Turing time is a good idea. But it still has the drawback that the highest
possible score is human level intelligence. As you point out, a computer
can fail by being too smart. Turing knew this. In his 1950 paper, he gave
an example where the computer waited 30 seconds to give the wrong answer to
an arithmetic problem.

Remember that Turing was asking if machines could think. So he had to
carefully define both what he meant by a computer and what it meant to be
intelligent. He was asking a philosophical question.

Turing also suggested 5 minutes of conversation to be fooled 30% of the
time. We can extend this a bit, but it does not solve the more
general problem that we don't know how test intelligence beyond human
level. We don't even know what it means to have an IQ of 200. And yet we
have computers that are a billion times faster with a billion times more
short term memory than humans that we don't acknowledge as smarter than us.

Also remember that the goal is not intelligence, but usefulness. The goal
is to improve the lives of humans, by working for us, entertaining us, and
keeping us safe, healthy, and happy. We cannot predict, and therefore
cannot control, agents that are more intelligent than us.

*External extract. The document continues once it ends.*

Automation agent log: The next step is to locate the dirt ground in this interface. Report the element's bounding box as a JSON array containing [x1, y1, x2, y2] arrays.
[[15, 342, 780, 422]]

On Mon, Jul 22, 2024, 5:46 AM Danko Nikolic <danko.niko...@gmail.com> wrote:

> Dear Mike,
>
> I like your comment about the usual goal post movers. Let me try to make
> something similar.
>
> There is this idea that the Turing test is not something you can pass once
> and for all. If an AI is not detected as the machine at one point, it does
> not guarantee that the AI will not reveal itself at a later point in the
> conversation. And then the human observer can say "Gotcha!".
>
> So, there is the idea of "Turing time". How long does it take on average
> to reveal that you are talking to AI. There is a difference if it takes 2
> sentences, or it takes 100 sentences, or the AI reveals itself once in
> three months. So, Turing time may be useful here as a measure of how much
> better the newer version of AI is as compared to the older one.
>
> Here is more on Turing time:
> https://medium.com/savedroid/is-the-turing-test-still-relevant-how-about-turing-time-d73d472c18f1
>
> Regards,
>
> Danko
>
> Dr. Danko Nikolić
> CEO, Robots Go Mental
> www.robotsgomental.com
> www.danko-nikolic.com
> https://www.linkedin.com/in/danko-nikolic/
> -- I wonder, how is the brain able to generate insight? --
>
>
> On Mon, Jun 17, 2024 at 8:34 PM Mike Archbold <jazzbo...@gmail.com> wrote:
>
>> Now time for the usual goal post movers
>>
>> On Mon, Jun 17, 2024 at 7:49 AM Matt Mahoney <mattmahone...@gmail.com>
>> wrote:
>>
>>> It's official now. GPT-4 was judged to be human 54% of the time,
>>> compared to 22% for ELIZA and 50% for GPT-3.5.